Versatile actor Joseph Ziegler was endlessly watchable in roles at Stratford and elsewhere
Two of the late actor Joseph Ziegler’s biggest fans were the eminent theatre critic Robert Cushman and his wife, Arlene Gould. Mr. Cushman deemed Mr. Ziegler the kind of actor with so much depth and skill that he could elevate even a less-than-fabulous production. In a tribute, published on his website, Cushman Collected, Mr. Cushman writes of the time when he and Ms. Gould were watching just such a show – a “dismal” revival of Oscar Wilde’s An Ideal Husband. When Mr. Ziegler exited the stage after his first brief scene, Mr. Cushman overheard his wife murmuring, “please come back.”

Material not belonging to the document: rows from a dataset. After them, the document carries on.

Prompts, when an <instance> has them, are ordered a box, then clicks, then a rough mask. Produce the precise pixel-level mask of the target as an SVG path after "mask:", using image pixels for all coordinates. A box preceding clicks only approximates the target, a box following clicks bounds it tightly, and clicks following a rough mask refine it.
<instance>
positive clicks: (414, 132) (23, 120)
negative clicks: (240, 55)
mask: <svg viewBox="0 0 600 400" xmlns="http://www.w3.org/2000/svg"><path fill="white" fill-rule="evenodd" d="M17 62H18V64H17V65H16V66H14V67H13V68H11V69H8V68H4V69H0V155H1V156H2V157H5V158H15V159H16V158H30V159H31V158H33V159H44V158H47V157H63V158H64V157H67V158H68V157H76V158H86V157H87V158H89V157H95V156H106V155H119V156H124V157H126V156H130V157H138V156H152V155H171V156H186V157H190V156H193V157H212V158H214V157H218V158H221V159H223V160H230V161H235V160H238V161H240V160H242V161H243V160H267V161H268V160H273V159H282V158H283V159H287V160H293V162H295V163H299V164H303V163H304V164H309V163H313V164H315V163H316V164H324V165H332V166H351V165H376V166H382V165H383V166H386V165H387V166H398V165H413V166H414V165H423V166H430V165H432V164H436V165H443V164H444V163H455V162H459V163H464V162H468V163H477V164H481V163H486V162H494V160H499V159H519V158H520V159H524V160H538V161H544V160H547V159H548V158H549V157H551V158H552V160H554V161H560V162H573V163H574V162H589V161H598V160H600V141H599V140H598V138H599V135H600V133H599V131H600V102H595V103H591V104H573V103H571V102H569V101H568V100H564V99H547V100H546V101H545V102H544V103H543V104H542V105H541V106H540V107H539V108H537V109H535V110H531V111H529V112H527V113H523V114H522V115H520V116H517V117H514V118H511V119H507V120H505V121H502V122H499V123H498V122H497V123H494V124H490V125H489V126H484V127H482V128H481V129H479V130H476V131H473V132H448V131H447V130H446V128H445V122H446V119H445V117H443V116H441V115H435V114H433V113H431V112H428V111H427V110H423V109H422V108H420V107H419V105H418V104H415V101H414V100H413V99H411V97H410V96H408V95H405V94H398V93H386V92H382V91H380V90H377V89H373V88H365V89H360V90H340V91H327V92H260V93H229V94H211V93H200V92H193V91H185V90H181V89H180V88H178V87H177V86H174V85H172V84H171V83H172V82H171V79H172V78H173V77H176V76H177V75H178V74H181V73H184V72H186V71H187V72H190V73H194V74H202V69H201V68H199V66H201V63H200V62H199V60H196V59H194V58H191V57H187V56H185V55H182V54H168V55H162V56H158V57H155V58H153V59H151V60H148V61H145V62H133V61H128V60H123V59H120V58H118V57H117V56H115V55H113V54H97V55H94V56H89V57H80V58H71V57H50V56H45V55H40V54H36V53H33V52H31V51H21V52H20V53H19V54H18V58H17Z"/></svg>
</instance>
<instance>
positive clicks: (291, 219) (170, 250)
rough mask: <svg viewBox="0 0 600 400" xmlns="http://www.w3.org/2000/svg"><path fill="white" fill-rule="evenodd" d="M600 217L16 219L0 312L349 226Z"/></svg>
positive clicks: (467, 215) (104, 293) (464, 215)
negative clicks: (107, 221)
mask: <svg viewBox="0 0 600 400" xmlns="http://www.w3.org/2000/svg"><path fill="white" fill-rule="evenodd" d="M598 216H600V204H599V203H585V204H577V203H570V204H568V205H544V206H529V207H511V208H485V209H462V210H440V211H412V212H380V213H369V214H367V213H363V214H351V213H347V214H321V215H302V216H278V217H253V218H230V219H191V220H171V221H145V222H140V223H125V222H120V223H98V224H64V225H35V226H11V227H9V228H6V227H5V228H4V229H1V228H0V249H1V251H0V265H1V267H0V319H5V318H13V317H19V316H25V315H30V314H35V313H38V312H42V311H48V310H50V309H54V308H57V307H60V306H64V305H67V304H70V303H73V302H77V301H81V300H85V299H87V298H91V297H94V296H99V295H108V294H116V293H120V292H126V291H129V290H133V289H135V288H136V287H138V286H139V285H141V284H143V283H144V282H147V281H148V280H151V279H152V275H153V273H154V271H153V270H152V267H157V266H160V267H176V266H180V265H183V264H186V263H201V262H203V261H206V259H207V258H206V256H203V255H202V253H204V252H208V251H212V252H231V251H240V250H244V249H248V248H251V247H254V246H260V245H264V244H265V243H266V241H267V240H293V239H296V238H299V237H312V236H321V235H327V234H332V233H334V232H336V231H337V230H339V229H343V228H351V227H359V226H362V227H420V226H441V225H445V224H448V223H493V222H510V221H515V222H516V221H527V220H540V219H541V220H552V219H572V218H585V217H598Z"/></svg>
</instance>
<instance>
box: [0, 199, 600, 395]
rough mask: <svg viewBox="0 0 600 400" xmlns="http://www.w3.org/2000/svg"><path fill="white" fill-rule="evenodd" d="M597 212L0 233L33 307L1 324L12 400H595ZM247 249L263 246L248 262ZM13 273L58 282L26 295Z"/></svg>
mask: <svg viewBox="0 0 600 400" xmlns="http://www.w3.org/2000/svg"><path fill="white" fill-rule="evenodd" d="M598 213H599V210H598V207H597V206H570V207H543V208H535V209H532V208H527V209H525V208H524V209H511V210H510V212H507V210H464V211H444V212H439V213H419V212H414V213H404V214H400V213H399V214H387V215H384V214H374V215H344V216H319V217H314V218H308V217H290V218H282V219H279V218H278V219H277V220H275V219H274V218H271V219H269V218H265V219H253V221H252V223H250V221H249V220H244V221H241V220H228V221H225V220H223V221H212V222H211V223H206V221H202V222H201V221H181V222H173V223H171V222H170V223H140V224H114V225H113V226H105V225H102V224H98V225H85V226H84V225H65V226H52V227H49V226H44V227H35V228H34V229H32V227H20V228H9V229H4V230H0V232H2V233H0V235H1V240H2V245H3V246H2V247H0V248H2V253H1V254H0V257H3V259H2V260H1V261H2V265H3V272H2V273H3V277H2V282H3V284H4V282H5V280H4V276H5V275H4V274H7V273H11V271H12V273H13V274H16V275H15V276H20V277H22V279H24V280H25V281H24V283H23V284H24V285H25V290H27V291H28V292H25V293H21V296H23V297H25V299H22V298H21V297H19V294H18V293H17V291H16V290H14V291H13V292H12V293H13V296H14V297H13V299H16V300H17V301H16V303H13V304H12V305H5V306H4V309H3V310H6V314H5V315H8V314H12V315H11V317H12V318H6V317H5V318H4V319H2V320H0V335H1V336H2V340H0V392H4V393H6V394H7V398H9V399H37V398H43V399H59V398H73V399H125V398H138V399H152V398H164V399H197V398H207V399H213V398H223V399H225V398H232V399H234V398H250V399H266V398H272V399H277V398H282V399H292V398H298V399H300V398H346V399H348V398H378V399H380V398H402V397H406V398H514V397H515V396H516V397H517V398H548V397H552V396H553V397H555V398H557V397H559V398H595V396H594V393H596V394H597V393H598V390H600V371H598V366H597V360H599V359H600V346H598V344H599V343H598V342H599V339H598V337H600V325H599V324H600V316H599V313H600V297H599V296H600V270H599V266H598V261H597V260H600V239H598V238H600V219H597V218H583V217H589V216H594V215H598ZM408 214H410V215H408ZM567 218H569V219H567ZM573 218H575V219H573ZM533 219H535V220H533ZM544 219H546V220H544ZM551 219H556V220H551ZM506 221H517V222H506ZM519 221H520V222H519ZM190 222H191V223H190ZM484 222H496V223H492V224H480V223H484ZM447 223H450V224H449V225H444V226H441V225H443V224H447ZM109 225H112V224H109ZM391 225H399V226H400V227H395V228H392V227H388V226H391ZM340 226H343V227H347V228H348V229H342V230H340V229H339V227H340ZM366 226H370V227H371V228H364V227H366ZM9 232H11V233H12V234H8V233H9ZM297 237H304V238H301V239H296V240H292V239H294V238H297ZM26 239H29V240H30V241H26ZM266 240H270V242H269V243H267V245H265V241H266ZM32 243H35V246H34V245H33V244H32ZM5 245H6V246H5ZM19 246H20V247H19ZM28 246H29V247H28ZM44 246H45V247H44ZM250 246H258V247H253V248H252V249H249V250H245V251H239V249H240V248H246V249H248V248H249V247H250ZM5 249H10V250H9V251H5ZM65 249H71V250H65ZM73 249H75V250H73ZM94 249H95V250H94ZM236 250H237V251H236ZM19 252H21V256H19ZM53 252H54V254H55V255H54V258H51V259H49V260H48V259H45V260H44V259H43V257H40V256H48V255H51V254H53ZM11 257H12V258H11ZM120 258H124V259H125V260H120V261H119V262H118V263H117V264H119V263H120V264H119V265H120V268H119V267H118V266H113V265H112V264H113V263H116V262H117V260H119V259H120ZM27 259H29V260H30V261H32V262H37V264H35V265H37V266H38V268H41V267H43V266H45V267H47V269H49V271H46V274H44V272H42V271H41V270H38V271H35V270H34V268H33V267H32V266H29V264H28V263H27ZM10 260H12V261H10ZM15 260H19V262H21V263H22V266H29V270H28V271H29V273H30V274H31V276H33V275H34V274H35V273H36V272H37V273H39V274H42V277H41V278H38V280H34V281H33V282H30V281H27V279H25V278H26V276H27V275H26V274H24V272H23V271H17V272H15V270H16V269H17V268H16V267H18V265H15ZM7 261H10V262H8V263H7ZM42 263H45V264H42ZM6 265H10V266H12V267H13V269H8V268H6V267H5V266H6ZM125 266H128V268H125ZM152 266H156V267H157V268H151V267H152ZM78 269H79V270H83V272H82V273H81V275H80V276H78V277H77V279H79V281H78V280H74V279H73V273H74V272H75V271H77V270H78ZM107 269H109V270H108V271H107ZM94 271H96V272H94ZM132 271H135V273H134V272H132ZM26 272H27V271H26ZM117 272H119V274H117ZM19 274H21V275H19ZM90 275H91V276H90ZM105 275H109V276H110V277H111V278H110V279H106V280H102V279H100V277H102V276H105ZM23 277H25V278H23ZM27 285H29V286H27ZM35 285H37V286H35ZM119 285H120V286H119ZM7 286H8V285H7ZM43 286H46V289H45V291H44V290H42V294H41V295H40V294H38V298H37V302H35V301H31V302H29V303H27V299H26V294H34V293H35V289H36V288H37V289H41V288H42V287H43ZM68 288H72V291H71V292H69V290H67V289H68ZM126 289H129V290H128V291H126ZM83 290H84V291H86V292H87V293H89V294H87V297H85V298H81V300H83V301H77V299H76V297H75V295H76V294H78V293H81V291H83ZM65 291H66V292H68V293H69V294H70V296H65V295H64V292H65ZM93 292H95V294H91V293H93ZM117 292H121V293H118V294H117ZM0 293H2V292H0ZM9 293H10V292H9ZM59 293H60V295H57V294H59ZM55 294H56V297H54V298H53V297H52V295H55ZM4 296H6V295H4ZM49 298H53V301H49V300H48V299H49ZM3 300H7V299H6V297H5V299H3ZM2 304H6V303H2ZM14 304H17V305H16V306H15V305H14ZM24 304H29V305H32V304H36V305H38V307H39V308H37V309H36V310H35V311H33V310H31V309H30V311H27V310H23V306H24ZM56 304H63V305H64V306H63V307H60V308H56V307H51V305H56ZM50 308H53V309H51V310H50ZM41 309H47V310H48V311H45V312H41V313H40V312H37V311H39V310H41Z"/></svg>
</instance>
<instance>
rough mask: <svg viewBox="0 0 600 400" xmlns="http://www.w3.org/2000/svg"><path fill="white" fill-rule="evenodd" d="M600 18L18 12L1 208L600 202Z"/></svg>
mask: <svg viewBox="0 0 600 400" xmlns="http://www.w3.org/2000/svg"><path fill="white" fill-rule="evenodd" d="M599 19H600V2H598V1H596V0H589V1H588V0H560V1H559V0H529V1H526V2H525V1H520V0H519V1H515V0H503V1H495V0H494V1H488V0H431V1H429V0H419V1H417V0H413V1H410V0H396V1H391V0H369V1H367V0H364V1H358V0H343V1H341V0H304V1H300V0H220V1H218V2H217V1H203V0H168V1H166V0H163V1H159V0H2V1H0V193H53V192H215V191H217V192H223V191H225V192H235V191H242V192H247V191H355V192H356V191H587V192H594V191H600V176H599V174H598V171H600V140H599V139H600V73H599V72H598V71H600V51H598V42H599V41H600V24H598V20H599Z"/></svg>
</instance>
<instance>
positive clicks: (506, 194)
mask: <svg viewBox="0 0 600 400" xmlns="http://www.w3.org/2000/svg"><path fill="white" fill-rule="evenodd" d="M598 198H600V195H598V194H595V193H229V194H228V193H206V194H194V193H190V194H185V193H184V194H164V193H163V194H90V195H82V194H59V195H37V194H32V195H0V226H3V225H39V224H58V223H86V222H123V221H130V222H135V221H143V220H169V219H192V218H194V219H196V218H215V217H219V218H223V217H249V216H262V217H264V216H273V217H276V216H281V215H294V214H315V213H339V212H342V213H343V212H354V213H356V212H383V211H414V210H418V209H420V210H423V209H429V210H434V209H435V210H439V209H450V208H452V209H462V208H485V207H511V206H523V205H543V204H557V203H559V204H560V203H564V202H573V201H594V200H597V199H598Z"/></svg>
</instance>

That was a sentiment shared by many theatregoers. Mr. Ziegler, who died on July 28 at the age of 71, was an endlessly watchable actor, whose deep reserves of humanity made him captivating in whatever role he played. They ran the gamut from the monumental part of Willy Loman, the tragically deluded anti-hero of Arthur Miller’s Death of a Salesman, to that of the blind, wheelchair-confined Hamm in Samuel Beckett’s bleak masterpiece Endgame. Mr. Ziegler could have you roaring with laughter at his gum-chewing prowess in the William Saroyan comedy The Time of Your Life, or quietly squeeze your heart as an all-too-real and pitiable miser in his inimitable take on Charles Dickens’s Ebenezer Scrooge.